The book Safe Passage to Healing by Chrystine Oksana was very helpful to me in explaining the importance of associating memories back with the memories of traumatic experiences.

Throughout my healing process, I worked on associating the memories, feelings, etc. If I was sad, I cried; if I was angry, I threw things, etc. But I had a deep well of sadness inside that never seemed to go away, no matter how much I cried. I have a friend whose anger never seems to go away, no matter how often she expresses it.

In this book, I learned something that I have not read anywhere else. I had been associating memories as I had them, feelings as I had them, etc. But I had not put the pieces together to associate them back as a whole experience. This is why the well of sadness kept recycling. I cried for years, but I never fully released the sadness until I cried about the reason for the tears.

For example, my beloved dog was slaughtered in front of me to ensure my silence about the abuse. Even though I dissociated the memory, the sadness remained beneath the surface for my entire life. Every time I cried at a commercial, I was really crying about my dog.
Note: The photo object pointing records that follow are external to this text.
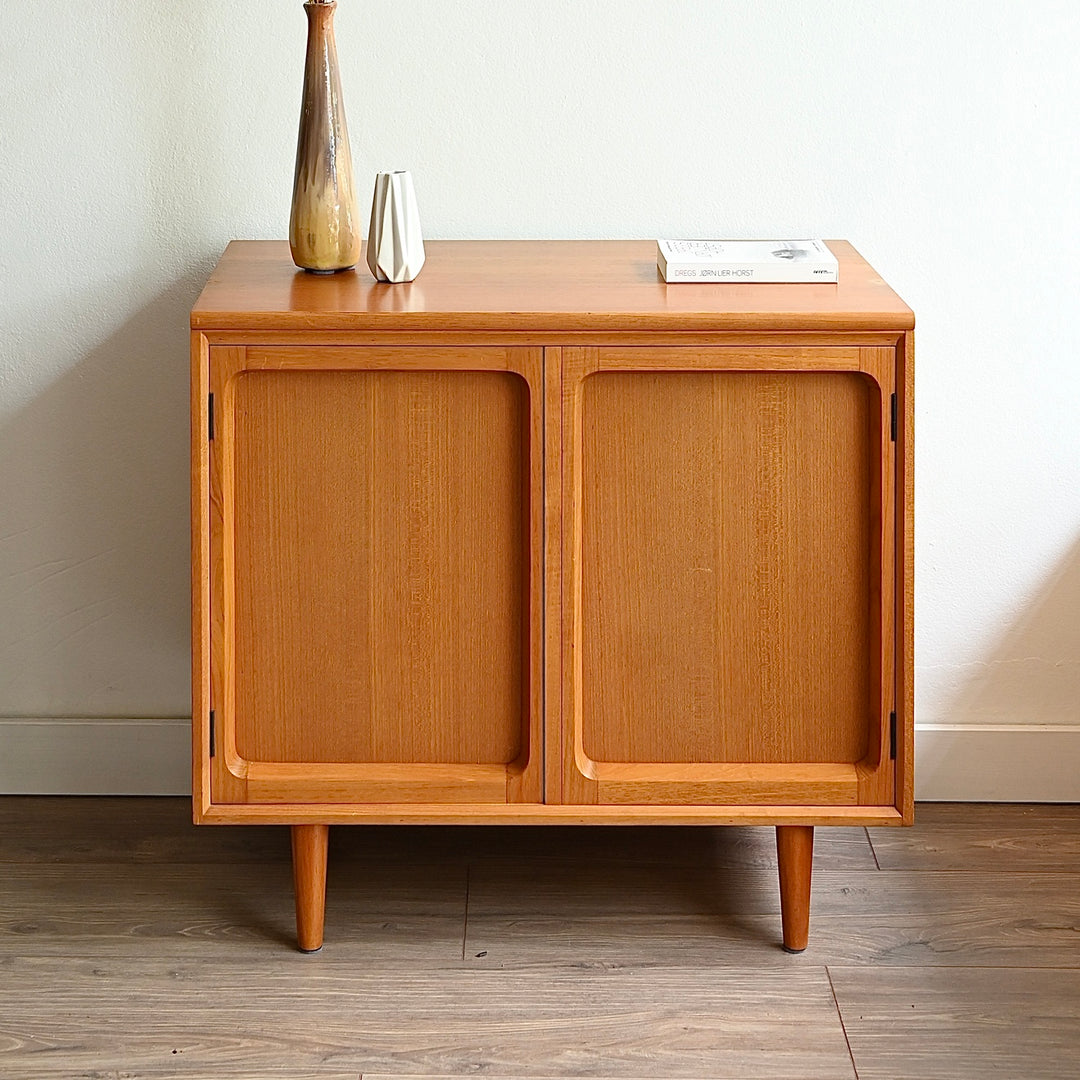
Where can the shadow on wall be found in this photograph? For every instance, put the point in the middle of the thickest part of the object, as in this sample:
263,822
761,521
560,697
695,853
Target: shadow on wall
1033,674
95,477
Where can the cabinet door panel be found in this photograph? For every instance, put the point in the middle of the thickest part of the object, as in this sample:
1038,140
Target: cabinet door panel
379,540
726,595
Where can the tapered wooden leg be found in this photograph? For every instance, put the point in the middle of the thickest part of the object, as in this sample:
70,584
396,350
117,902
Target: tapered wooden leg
795,855
309,883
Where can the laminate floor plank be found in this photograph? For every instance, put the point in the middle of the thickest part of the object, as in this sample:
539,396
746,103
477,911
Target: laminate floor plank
59,1017
973,837
536,915
135,945
960,1023
385,915
111,829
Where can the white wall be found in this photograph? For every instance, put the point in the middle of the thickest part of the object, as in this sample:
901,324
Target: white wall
138,138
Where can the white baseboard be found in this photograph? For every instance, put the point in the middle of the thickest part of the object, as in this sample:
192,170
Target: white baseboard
954,763
999,763
51,756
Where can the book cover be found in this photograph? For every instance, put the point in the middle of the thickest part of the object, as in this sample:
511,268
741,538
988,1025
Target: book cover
777,261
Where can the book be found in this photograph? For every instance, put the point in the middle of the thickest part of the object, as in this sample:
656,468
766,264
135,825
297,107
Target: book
746,260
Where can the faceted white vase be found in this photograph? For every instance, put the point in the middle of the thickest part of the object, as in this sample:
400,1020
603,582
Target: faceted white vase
394,242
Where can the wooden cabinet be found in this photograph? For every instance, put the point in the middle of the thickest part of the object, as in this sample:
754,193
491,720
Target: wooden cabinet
541,539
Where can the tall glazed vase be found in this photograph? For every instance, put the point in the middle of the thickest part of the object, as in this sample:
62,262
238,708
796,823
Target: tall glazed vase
324,225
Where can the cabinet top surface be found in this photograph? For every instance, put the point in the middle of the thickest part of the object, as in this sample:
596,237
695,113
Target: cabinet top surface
544,285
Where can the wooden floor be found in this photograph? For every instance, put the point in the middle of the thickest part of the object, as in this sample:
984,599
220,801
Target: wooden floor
135,945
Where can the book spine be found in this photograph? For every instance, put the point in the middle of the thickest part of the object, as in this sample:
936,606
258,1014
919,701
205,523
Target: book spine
736,273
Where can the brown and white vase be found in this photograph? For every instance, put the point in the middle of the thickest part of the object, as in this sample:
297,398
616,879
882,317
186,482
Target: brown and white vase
324,226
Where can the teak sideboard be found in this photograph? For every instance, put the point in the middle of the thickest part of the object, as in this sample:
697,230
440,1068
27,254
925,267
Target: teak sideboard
540,539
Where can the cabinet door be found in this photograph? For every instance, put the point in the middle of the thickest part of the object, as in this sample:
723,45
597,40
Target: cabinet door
376,575
728,576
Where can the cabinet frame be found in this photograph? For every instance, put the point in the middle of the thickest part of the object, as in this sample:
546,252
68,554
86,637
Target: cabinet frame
567,301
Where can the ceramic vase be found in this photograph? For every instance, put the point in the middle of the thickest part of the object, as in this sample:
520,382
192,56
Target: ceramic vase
324,226
394,241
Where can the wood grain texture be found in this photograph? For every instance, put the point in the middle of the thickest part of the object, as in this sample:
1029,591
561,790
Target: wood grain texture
200,572
905,578
728,575
989,837
382,566
795,860
393,914
586,953
45,831
133,1012
725,561
385,522
531,286
310,844
961,1024
556,914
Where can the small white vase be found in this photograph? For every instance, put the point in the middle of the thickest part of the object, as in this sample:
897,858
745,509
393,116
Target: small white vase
394,242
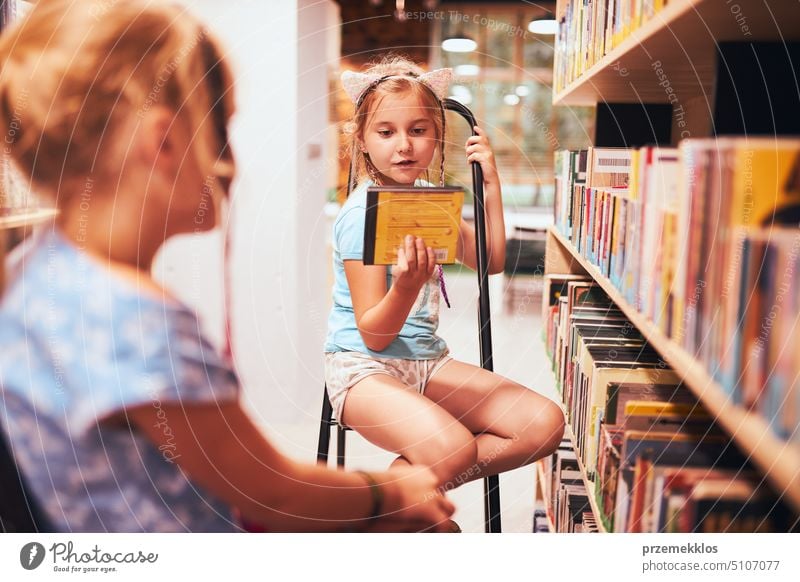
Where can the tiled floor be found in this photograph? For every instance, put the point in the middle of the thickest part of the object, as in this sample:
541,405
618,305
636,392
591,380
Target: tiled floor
518,354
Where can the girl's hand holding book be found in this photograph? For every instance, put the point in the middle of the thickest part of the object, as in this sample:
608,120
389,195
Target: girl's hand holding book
412,501
415,265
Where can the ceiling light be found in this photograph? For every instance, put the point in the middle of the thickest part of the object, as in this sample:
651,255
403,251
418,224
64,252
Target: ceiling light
467,70
459,43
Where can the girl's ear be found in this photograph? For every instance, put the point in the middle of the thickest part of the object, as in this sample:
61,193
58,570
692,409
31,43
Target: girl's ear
157,139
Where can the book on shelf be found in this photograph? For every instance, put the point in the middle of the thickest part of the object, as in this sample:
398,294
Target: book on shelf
703,243
634,424
393,212
590,29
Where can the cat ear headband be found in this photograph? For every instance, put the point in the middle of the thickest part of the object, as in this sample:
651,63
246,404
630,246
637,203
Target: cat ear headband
357,85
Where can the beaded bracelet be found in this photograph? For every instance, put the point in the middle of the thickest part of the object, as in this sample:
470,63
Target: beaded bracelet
377,496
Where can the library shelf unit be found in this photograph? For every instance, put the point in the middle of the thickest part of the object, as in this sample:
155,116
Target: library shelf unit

But until I actually shed tears about my dog, the tears just kept coming. It was through grieving my dog that I finally emptied the well of sadness.

Safe Passage to Healing talks about the different parts of an experience that we dissociate. There is: (1) the event that happened; (2) the emotions we felt in reaction; and (3) the feelings we felt. I never realized that feelings and emotions are not the same thing until reading this book. An emotion is anger or terror or grief. The feelings are how our bodies respond, such as the turning of the stomach, rapid heartbeat, etc. when we are terrified. Most traumatic events will cause several emotions, including terror, anger, grief, and shame as well as the resulting feelings for each emotion. So, one memory can actually be dissociated into many different parts – the event, the rage, the terror, the sadness, the shame, etc. Part of healing involves bringing all of these parts back together and healing them as a unit – healing our reaction to an event.

I had tried to heal the parts individually, but for me to fully heal the traumatic events, I needed to bring them together into context and associate them as one event. That meant crying for the loss of my dog, comforting myself, punching pillows in anger, etc. – all for one particular trauma.